# How is this done?



## Seffers93 (Jan 7, 2021)

Hey guys, 

I always wonder how this look is achieved. I’ve tried looking it up but I’m probably not using the proper vocabulary to find the answers I’m after.

I’m wondering how they keep the high portion of the blade (toward the spine) dark. Is it just left from grinding after forging and heat treat? Or is it like a San mai that has a more etch-reactive steel on the outer layer?

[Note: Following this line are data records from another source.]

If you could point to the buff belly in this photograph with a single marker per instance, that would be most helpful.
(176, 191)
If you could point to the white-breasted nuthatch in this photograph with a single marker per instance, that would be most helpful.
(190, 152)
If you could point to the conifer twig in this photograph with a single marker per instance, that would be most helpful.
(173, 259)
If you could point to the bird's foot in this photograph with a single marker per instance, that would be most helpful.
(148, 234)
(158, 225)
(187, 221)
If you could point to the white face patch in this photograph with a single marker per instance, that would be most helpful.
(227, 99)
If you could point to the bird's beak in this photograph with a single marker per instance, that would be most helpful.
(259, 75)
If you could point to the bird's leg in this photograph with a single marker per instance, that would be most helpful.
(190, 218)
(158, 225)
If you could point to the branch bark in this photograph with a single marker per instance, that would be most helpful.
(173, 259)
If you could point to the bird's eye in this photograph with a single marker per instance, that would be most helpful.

Just curious. Thanks in advance!


----------



## TB_London (Jan 7, 2021)

It’s normally referred to as kurouchi or forged finish. 
When you heat the metal to forging temperatures the metal oxidises to form forge scale. If you don’t grind this off in subsequent steps it remains and can protect the knife to a degree from rusting.

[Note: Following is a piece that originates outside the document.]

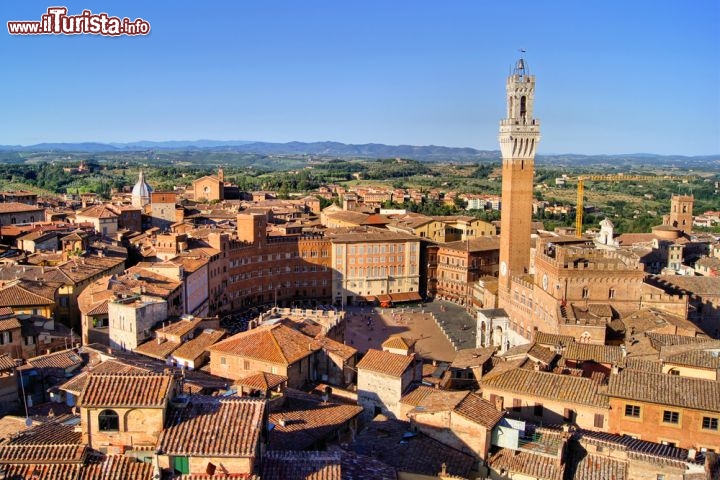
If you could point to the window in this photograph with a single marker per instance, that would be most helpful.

Relies on the maker forging the blade to shape and then grinding less, and most blacksmiths would rather forge than grind so is better to maker.


----------



## Nemo (Jan 7, 2021)

Yup, Kurochi in Japanese; Blacksmith's Finish in English.

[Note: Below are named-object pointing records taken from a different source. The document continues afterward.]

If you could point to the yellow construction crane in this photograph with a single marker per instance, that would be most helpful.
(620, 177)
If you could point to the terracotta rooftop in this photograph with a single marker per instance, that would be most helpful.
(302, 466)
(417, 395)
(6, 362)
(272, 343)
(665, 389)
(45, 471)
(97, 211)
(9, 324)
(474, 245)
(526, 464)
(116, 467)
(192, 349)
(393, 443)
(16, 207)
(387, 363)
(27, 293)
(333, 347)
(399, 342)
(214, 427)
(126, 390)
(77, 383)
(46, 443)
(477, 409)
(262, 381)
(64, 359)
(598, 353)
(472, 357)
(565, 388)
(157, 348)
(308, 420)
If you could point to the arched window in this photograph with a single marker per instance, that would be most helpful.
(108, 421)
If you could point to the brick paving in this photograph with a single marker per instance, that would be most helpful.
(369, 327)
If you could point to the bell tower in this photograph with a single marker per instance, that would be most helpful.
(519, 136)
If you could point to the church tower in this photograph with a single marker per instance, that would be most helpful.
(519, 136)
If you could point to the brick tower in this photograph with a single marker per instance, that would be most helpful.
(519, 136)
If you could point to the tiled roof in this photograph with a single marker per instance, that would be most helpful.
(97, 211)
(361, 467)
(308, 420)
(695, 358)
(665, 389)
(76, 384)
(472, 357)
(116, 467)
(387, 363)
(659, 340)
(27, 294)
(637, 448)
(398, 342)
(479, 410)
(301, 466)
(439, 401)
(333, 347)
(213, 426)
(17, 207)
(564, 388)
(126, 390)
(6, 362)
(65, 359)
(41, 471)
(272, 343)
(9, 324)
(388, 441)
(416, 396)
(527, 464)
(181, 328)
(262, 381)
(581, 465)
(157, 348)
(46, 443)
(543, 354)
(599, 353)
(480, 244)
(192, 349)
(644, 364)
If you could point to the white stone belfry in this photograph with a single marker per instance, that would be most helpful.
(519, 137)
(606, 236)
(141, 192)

When the steel is heated to austenising temperatures (circa 750 celcius), the surface steel oxidises and looks like this. Chemically, I guess it's a bit like a super patina. All knives are 'born' like this (unless heat treated in an anoxic environment) but most have it ground off during finishing.


----------



## Nemo (Jan 7, 2021)

I should add, that this finish can be mimicked by the use of blueing compunds (which are basically strong acids that force a strong patina). Real kurochi tends to be textured (unless partially ground down) While blued fake kurochi is smooth.


----------



## Seffers93 (Jan 7, 2021)

TB_London said:


> It’s normally referred to as kurouchi or forged finish.
> When you heat the metal to forging temperatures the metal oxidises to form forge scale. If you don’t grind this off in subsequent steps it remains and can protect the knife to a degree from rusting.
> 
> Relies on the maker forging the blade to shape and then grinding less, and most blacksmiths would rather forge than grind so is better to maker.





Nemo said:


> Yup, Kurochi in Japanese; Blacksmith's Finish in English.
> 
> When the steel is heated to austenising temperatures (circa 750 celcius), the surface steel oxidises and looks like this. Chemically, I guess it's a bit like a super patina. All knives are 'born' like this (unless heat treated in an anoxic environment) but most have it ground off during finishing.



Thanks for the info! Good to know!


----------



## Jesse Killion (Jan 8, 2021)

Theres a way to get some of the pitting as well, if that is what you are looking for. If you use cold bluing on the blade and then put the knife into bleach, while the cold bluing is still wet, it will give some of that pitting effect. I would recommend doing this process outside as I'm pretty sure the gases put off by this are not all that good for you.


----------